SM: Não se trata de uma democracia, mas de uma teocracia na
qual a supremacia é dada aos judeus. Os palestinos que vivem em Israel se
tornaram israelenses depois de 1948, porém não gozam dos mesmos direitos, ainda
que tenham o direito de voto. É um sistema com diversos níveis, um apartheid
que recusa essa denominação.
É como se Israel tivesse construído uma fachada “democrática”

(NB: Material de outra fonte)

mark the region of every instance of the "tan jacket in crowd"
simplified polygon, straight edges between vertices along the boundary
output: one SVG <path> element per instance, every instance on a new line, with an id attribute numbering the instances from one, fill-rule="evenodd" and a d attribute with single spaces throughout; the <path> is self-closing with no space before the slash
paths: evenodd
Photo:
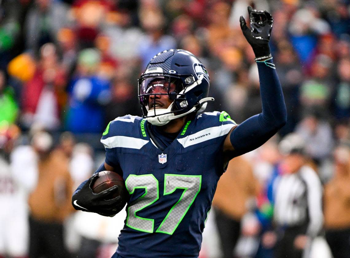
<path id="1" fill-rule="evenodd" d="M 219 180 L 213 205 L 239 220 L 247 211 L 247 201 L 255 196 L 259 189 L 251 165 L 244 158 L 236 157 L 230 162 Z"/>
<path id="2" fill-rule="evenodd" d="M 350 164 L 338 167 L 325 186 L 324 226 L 326 229 L 350 228 Z"/>
<path id="3" fill-rule="evenodd" d="M 37 185 L 29 195 L 31 215 L 36 220 L 62 222 L 74 211 L 72 206 L 73 181 L 69 170 L 69 160 L 56 149 L 38 162 Z"/>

para agradar aos ocidentais (sim, pode haver artigos muito críticos na imprensa
de israel), mas isso convive com um sistema de discriminação no interior de seu
território (é proibido ensinar a Nakba nas escolas de Israel) e também nos
territórios ocupados, onde os colonos têm todos os direitos (são armados e
protegidos pelo Exército de Israel, como em Hebron), enquanto os palestinos não
têm.
A demografia é uma ameaça desde o início do projeto
sionista, já que o Comitê de Transferência tinha aconselhado que o número de
“árabes” (eles procuram ignorar a palavra “palestinos”) não deveria superar 20%
no território de Israel. Esse limite ainda em vigor não pode ser ultrapassado
e, por isso, o governo impede que famílias separadas entre a Cisjordânia e
Israel se reúnam em Israel.
Por isso eles querem deixar poucos palestinos na Zona C
(delimitada pelos acordos de Oslo), equivalente a 62% da Cisjordânia, para
poder anexar mais sem a população que se encontra amontoada nas zonas A e B, os
38% da Cisjordânia que corresponde a apenas 22% da Palestina histórica. Por
isso também estão demolindo as casas palestinas de Jerusalém Leste e colocando
colonos na cidade para mudar a demografia.

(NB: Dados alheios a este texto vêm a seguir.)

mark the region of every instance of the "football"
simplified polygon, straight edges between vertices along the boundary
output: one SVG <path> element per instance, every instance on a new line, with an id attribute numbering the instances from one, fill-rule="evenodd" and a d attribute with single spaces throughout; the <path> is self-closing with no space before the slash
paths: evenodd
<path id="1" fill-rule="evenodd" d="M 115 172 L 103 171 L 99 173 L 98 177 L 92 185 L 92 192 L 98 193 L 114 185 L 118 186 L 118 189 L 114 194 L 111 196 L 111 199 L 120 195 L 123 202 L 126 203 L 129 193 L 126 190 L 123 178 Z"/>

Um dos slogans dos sionistas entre eles era “mais terras e
menos árabes”, título de outro excelente livro do historiador Nur Masalha. Por
outro lado, utilizando a palavra árabe em vez de palestino, eles querem que os
palestinos, o mundo árabe e os ocidentais admitam que, como os árabes têm
vastos territórios, podem acolher os palestinos. Eles negam a especificidade, a
origem e a história dos palestinos.
CC: Há uma fratura na sociedade israelense? Penso nos
ex-militares da ONG Breaking the Silence, que denuncia a brutalidade da
ocupação, e a ONG B’Tselem”, que se apresenta como “um centro israelense de informação
para os direitos humanos nos territórios ocupados”.
SM: Essa fratura existe há anos. Ela foi mais forte nos anos
1990, depois da primeira Intifada. Contudo, os organismos israelenses que lutam
nesse sentido indicam que o movimento se enfraqueceu depois de 2000, momento em
que a “ameaça” iraquiana primeiro, depois iraniana, permitiu serrar fileira na
sociedade israelense como vítima potencial.
Por outro lado, a sociedade israelense está em plena crise,
econômica sobretudo, o que não facilita o desenvolvimento dessas ONGs. Elas são
perseguidas pelas autoridades, há leis e ações judiciárias contra eles. A
educação dada nas escolas mantém a ideia de que os palestinos são a causa de
todos os males. O cineasta israelense Eyal Sivan mostra essa situação em seu
filme Izkor: Ou les esclaves de la mémoire.